The most important assumption, however, is that the analytical optimization of bucket boundaries translates to real-world throughput. The 86.8% efficiency estimate was computed on a simplified model that ignored kernel execution overhead. The realized 78% efficiency validates the model's usefulness while revealing its limitations. The assistant does not treat the discrepancy as a failure—instead, the message implicitly acknowledges that the real system is more complex than the model, and the 25.1 Ktok/s result is a successful outcome.

Input and Output Knowledge

To fully understand this message, one needs knowledge of: the bucketed shuffle algorithm and its implementation in the training script; the analytical optimization that produced the bucket boundaries; the CSP-style asynchronous pipeline architecture with its prefetch and hidden-state queues; the tmux-based monitoring setup on the remote kpro6 container; the learning rate warmup schedule and its effect on early-step throughput; and the history of the sorted-batch flaw and the failed random-shuffle experiment.

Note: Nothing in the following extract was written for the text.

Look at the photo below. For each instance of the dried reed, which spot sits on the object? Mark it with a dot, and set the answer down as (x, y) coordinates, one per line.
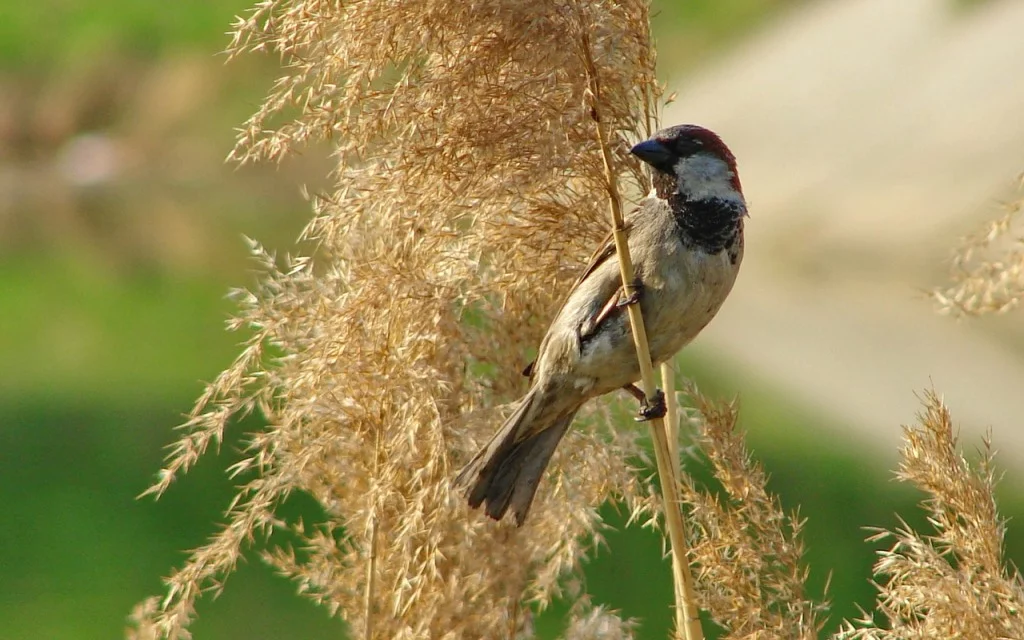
(470, 186)
(954, 582)
(988, 269)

The message produces new knowledge: confirmation that the bucketed shuffle achieves 25.1 Ktok/s in production; evidence that the analytical efficiency model is approximately correct but slightly optimistic; validation that the pipeline is balanced (full prefetch queues); and a revised ETA of 5.1 days for the full 6-epoch training run. This knowledge is immediately actionable—it tells the user that the training is back on track and provides a baseline for any future optimization attempts.

Conclusion

Message [msg 8727] is a quiet triumph. It contains no dramatic breakthroughs, no code edits, no architectural revelations. It is simply a progress check—a five-minute wait followed by a tmux capture. But in the context of the DFlash training saga, it is the moment when a risky analytical bet pays off. The bucketed shuffle works. The pipeline is balanced. The throughput is acceptable. The ETA is manageable. The training is, once again, on track.